Ms. K, who led the older kids’ class, did a project for Growing Peaceful Communities where they cut out pictures of celebrities and sorted them between ugly and beautiful. She gleefully iterated the vivid, misogynist, racist ways that her students had ripped apart the people in the pictures- no lips, hair, or boobs were safe from dissection and criticism. She said she’s let them do this as a reward. And this was for a project about changing the world through positive language.
In the midst of all this, D. and I became friends. We had a great conversation on the way home from the company Christmas party, and she seemed like an artsy kindred spirit. I sort of overcame my aversion to online chatting to get to know her. The times she’d filled in in my class, she said she really liked my teaching style, and she was so supportive throughout my process of applying to Teach for America. She started to feel like a good luck charm.
Through some coincidence, D. and my teaching partner started being really rude and unpredictable to me around the same time. D. was really close with CF, and I felt really envious of their closeness. Instead of leaving D. alone, I confessed that I had a crush on her, which was a dumb, dumb, dumb, unprofessional thing to do. I also sent her a (chaste) poem I’d written. I am still apologizing to that poem. After I told D. how I felt, she clearly told CF about it, because the two of them began looking at me like I was some kind of monster. D. even said one day to CF, “Escort me to the parking lot, so the Boogie Monster doesn’t get me.”

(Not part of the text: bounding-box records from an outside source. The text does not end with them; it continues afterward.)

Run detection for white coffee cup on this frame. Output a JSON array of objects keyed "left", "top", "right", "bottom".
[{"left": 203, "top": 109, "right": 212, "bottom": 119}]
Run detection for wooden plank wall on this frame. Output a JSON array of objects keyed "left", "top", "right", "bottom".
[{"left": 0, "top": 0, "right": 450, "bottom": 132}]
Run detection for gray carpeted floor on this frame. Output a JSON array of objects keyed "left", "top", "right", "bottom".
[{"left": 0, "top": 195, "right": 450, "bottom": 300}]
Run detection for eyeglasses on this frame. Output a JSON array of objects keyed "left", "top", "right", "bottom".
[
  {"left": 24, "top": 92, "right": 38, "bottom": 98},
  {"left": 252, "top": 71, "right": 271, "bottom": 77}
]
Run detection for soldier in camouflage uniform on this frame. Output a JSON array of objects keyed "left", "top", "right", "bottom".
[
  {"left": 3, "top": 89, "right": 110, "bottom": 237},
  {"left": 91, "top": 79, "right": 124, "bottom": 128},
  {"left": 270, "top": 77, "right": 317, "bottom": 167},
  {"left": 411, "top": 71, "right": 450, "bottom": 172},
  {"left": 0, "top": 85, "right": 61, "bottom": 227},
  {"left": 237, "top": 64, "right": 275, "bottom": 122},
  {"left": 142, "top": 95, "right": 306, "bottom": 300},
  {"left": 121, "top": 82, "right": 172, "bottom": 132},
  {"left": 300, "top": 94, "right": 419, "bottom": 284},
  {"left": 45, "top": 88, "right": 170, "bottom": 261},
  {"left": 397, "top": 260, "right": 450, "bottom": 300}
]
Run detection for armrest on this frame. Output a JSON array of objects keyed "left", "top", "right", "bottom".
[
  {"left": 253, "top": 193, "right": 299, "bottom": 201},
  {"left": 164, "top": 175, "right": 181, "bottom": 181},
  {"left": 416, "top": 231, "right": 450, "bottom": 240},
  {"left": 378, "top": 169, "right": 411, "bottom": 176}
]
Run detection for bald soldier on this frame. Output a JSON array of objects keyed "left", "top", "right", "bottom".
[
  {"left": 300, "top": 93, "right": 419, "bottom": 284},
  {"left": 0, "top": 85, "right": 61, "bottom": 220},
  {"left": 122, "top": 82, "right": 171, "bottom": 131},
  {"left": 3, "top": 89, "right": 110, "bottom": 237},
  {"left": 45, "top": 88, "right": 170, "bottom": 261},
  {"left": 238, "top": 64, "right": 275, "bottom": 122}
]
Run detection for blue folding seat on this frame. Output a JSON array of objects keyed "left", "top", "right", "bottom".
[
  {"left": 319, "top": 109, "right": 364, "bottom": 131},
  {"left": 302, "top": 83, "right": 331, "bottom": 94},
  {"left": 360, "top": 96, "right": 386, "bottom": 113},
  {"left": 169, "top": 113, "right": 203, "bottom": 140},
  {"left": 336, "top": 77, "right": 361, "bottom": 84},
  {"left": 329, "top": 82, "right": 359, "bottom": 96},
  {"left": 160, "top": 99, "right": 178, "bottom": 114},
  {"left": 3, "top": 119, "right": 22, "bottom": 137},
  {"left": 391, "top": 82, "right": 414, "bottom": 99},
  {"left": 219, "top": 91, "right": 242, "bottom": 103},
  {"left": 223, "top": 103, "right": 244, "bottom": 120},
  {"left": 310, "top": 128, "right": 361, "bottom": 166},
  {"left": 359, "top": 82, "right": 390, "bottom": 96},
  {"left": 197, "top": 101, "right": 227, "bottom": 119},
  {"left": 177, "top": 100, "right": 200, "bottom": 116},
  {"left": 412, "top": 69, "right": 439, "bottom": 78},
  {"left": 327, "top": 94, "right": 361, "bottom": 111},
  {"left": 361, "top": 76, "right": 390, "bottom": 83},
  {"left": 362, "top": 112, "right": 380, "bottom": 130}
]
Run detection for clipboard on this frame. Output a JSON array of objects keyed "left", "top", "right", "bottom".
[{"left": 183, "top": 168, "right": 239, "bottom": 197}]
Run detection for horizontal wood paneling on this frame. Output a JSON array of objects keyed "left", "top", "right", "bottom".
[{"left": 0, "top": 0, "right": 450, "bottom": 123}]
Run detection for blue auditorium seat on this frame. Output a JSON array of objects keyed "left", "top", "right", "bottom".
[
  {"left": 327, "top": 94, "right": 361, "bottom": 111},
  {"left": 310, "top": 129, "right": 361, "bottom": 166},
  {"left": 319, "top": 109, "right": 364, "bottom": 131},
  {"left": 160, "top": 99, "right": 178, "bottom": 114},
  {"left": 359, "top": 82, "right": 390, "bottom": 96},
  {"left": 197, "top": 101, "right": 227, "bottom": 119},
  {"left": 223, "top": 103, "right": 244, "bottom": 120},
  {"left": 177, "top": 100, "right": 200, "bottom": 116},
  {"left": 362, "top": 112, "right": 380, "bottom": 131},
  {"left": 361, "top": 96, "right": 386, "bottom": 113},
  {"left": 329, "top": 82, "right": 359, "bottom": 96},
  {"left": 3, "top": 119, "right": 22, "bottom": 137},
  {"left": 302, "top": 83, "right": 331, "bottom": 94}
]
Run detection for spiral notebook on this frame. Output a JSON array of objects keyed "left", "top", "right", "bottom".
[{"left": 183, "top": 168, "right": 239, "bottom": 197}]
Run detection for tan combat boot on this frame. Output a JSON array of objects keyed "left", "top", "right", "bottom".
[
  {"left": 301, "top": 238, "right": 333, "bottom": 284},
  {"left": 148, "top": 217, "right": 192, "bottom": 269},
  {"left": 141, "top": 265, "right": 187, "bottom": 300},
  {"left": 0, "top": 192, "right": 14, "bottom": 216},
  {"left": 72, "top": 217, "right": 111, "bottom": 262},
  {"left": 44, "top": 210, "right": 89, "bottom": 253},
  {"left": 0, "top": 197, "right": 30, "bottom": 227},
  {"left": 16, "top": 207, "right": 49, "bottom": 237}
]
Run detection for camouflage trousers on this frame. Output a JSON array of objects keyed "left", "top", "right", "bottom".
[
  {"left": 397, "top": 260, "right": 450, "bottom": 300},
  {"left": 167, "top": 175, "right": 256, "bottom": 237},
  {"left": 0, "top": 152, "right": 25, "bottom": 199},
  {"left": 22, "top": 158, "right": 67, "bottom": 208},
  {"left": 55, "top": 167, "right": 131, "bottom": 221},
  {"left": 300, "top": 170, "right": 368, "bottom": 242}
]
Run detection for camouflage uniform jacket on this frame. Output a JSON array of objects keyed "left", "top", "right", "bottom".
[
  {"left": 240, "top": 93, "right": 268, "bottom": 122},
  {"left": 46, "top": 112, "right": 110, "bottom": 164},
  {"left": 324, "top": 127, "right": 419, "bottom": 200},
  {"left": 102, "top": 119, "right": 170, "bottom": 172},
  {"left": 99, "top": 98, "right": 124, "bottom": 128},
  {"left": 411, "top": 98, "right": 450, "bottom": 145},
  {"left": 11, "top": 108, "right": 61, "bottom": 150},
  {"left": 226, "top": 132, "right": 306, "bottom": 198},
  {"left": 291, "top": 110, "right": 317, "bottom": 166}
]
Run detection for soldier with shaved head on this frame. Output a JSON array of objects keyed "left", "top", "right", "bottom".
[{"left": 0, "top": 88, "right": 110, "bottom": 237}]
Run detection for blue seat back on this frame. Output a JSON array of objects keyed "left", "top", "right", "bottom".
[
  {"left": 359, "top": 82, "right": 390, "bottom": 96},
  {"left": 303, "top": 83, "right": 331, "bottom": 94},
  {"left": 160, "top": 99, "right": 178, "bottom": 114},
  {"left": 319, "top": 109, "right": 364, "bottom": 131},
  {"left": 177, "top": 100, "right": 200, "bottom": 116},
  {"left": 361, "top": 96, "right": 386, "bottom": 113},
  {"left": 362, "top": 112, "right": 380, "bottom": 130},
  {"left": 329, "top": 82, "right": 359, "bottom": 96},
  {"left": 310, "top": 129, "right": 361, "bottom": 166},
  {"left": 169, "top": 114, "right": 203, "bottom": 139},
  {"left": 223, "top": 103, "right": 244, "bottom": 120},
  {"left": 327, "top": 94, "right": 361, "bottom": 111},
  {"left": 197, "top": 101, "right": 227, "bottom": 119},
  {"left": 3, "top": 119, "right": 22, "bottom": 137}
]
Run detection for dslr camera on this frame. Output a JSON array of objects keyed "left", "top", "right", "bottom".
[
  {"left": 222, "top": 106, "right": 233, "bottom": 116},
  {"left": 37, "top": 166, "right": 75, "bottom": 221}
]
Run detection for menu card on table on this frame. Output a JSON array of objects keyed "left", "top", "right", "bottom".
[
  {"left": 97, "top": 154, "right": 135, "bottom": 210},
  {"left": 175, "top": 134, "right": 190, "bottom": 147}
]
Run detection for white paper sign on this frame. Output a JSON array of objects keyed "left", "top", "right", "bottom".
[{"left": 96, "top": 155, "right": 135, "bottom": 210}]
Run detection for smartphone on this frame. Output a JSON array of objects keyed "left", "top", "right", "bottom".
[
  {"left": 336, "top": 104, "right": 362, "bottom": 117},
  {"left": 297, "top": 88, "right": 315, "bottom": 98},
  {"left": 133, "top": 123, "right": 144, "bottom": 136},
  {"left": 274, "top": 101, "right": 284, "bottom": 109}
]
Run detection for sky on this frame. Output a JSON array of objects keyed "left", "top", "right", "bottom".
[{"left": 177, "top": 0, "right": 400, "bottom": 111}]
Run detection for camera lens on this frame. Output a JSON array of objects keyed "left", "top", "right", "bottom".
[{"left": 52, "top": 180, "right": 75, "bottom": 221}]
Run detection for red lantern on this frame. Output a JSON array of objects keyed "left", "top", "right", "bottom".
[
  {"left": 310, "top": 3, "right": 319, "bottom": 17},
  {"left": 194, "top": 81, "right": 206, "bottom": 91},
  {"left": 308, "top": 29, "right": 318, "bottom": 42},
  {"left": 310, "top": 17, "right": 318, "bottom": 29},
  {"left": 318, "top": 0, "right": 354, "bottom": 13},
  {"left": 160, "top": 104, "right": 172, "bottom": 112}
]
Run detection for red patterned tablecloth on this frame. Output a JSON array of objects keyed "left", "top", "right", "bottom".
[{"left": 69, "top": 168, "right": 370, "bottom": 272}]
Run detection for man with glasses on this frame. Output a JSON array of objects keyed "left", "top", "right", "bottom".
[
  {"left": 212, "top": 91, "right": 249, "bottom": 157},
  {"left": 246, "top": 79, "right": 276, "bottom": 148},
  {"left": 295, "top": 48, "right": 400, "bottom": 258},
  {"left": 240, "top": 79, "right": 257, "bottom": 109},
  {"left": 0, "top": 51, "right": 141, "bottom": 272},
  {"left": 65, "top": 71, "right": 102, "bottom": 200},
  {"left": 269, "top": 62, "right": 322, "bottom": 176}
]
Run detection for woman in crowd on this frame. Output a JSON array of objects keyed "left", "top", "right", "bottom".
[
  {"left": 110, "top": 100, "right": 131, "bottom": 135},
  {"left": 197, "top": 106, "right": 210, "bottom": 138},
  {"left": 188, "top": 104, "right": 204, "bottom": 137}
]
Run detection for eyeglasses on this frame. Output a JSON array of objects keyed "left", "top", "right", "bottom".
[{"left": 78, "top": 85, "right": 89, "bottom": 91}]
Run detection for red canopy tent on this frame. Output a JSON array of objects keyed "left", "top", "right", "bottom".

One day, I couldn’t stop crying enough to teach my class. D, CF, and I decided to have a meeting after the kids left to clear things up. I made it clear that I would leave D. alone and act professional, but the meeting ended with her screaming and flailing at me, and with CF saying threateningly “Leave her alone.” As CMB and I left the parking lot that night, D. came speeding at us in her car, radio turned up like a movie. I wouldn’t say she tried to run us over, but almost.
Again, how did I go in to work the next day? I was so ashamed, of the crush, the poem, the crying. I told CF that I’d gotten on a waiting list for therapy, that I would be strong and professional from then on. I took D. off my facebook and treated her with cordial professionalism.
My teaching partner, however, was being less and less help and was being ruder and ruder to me. She and CF did a two-person eye roll almost every time I was talking. That thing kept happening where conversation would stop whenever I’d walk into the office. Finally I asked CF to facilitate a team time with me and my teaching partner to help us get along better. Why did I keep going to her for help? I don’t know. I guess I had to go to someone.
About a month had gone by when CF said “We have to meet on Monday. Just you and me. Can you come in early?” I tried to get her to change it to Friday, so that I wouldn’t have to be nervous all weekend, but, no, Monday it was. I knew it was going to be bad, and spent the weekend sobbing with my heart racing.